Thursday, November 4, 2010

Thanksgiving Wines? Consider Sherry or Saké

Thanksgiving wine recommendations are ubiquitous at this time of year.  But too many of those articles simply promote the same old type of wines, year after year.  Even when they stretch the boundaries a little, they often don't stray too far.  Sometimes this is just a lack of imagination and sometimes it stems from the fact that many wine writers are not familiar with some of the less appreciated, but still worthy wines. 

So let me be one of the few to recommend Sherry and Saké for your Thanksgiving Day feast.  Both are versatile, available in a variety of styles, and will add a unique touch to the festivities.  Lots of people will have Pinot Noir and Riesling on Thaksgiving, but how many can say they had a Junmai Saké or Amontillado with their turkey?  These food friendly selections should appeal to your guests and give them something to talk about later.  It will make for a memorable holiday.

Rather than Champagne, Cava, Prosecco or such, why not toast with a Sparkling Saké?  It is usually low in alcohol, only 6%-8%, which is lower than most other sparkling wines.  It is commonly fruity and sweet, and is a hit at Saké tastings.  Most times it comes in small, 300ml bottles so you can even try it at low cost and not worry about excessive left over Saké.  Sometimes you buy inexpensive Champagne, few actually end up drinking it, and you so end up wasting much of a 750ml bottle. 

If you start off your dinner with some appetizers, like nuts, pickles, chips and other salty treats, consider a dry Saké, maybe a Junmai or Junmai Ginjo.  If you like a sweet-style Riesling for Thanksgiving, why not consider a sweet Saké instead?  A nice Honjozo, Junmai, or Junmai Ginjo, with a touch of sweetness, would be an excellent option.  Just remember that the Junmai will probably be a richer style, while the Honjozo and Ginjo will be lighter.  If you would prefer something a bit more earthy or gamey, then try a Kimoto or Yamahai style Saké, which are a couple of my favorites styles. And for a lighter, more delicate taste, go for a Daiginjo. For dessert, try a sweet Nigori or even a Koshu, an aged Saké, which may remind you of a Port.  You don't need tiny cups for any of these Sakés, just use a regular wine glass and enjoy.

Sherry is another versatile option.  A chilled Fino or Manzanilla sherry would be an excellent choice as an aperitif, especially if you serve some pre-dinner appetizers, such as cheese, nuts, chips and olives. These dry sherries will also go well with any fried appetizers you might serve.  These two can be found in half-bottles, and thus you have potentially less waste. 

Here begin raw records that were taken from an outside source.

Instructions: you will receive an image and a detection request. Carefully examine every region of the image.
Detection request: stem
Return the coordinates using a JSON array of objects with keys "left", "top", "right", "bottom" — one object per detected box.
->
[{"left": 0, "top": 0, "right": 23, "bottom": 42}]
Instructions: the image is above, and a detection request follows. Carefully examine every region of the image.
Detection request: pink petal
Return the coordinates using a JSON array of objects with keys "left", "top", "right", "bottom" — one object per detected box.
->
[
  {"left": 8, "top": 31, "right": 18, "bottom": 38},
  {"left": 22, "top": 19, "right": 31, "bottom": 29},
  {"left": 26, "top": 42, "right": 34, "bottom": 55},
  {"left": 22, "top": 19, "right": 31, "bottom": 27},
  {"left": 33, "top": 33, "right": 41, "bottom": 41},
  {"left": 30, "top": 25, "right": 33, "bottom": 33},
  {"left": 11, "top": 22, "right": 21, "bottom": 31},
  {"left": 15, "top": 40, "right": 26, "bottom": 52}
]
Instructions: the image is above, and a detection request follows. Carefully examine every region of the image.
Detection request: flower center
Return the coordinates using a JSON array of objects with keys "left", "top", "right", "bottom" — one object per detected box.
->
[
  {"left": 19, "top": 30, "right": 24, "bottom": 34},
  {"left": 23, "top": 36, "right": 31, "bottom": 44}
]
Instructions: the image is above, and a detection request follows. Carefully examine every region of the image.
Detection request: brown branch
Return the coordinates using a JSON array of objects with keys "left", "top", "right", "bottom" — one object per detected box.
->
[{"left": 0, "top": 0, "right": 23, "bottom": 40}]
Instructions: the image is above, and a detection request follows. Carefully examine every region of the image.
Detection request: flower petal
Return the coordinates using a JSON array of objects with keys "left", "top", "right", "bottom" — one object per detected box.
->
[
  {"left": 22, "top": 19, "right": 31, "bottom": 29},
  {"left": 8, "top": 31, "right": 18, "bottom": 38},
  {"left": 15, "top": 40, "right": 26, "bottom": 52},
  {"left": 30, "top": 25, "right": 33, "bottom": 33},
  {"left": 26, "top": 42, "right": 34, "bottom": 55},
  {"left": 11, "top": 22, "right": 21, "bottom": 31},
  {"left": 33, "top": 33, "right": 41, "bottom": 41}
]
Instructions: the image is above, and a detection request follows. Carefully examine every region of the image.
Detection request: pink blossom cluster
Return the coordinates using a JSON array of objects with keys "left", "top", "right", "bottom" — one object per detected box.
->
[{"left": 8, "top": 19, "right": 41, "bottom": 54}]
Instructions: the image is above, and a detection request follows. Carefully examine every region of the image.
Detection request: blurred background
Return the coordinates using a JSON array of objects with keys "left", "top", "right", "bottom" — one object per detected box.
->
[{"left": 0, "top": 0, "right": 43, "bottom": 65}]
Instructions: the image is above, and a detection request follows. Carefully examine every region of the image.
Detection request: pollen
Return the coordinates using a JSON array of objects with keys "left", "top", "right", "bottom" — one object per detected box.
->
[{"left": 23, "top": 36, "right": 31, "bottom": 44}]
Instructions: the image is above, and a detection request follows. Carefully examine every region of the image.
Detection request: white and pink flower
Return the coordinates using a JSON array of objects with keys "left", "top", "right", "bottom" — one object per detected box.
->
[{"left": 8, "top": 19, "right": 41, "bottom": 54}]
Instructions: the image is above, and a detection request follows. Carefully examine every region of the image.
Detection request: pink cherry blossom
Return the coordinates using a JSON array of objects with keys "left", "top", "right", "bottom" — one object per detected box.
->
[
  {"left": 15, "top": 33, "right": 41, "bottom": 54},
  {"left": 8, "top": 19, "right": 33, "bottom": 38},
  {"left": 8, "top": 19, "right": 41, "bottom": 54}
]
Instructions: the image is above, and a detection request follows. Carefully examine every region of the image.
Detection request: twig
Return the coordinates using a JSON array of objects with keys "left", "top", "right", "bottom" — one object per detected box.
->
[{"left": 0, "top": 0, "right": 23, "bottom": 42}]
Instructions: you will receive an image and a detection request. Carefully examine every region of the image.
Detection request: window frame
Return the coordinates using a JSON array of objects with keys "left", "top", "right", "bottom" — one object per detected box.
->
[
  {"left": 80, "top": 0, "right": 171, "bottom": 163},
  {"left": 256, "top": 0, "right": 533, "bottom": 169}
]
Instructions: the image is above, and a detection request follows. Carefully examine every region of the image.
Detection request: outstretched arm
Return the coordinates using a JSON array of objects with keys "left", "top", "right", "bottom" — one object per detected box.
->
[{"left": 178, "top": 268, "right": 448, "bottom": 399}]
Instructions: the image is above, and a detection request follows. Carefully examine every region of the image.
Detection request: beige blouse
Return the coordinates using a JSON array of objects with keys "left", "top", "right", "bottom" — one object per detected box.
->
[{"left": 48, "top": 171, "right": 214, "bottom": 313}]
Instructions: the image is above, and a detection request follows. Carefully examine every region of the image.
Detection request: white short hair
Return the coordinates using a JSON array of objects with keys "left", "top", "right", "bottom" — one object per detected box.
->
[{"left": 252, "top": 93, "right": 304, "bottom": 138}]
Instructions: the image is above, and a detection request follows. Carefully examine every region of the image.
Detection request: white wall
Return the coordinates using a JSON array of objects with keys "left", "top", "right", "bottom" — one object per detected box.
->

Other dry sherries, including Amontillado, Palo Cortado and Oloroso, would all pair well with Thanksgiving turkey yet they don’t often receive recommendations. I think this is mainly because sweet sherry is most commonly drunk in the U.S. Not enough people appreciate the delicious flavors of these dry sherries, and how well they match with a wide variety of foods. Their flavors, commonly including tastes like nuts, caramel, vanilla, herbs, spice, and wood, which will often match well a turkey dinner.  I will be drinking dry sherry, possibly an Amontillado, this Thanksgiving. The sweet sherries are more appropriate for dessert.  A cream sherry can pair well with fruit desserts, such as pies, or try a sweet, syrupy Pedro Ximenez sherry with a chocolate dessert, or simply pour some over ice cream.

I hope everyone has a great Thanksgiving, enjoying the company of family and friends. Be thankful for all that you have in your lives, knowing there are many less fortunate than you. Savor all of the delicious food and drink at your table.

Has anyone had Sherry or Saké at their previous Thanksgiving dinners, or are you planning to have some this Thanksgiving?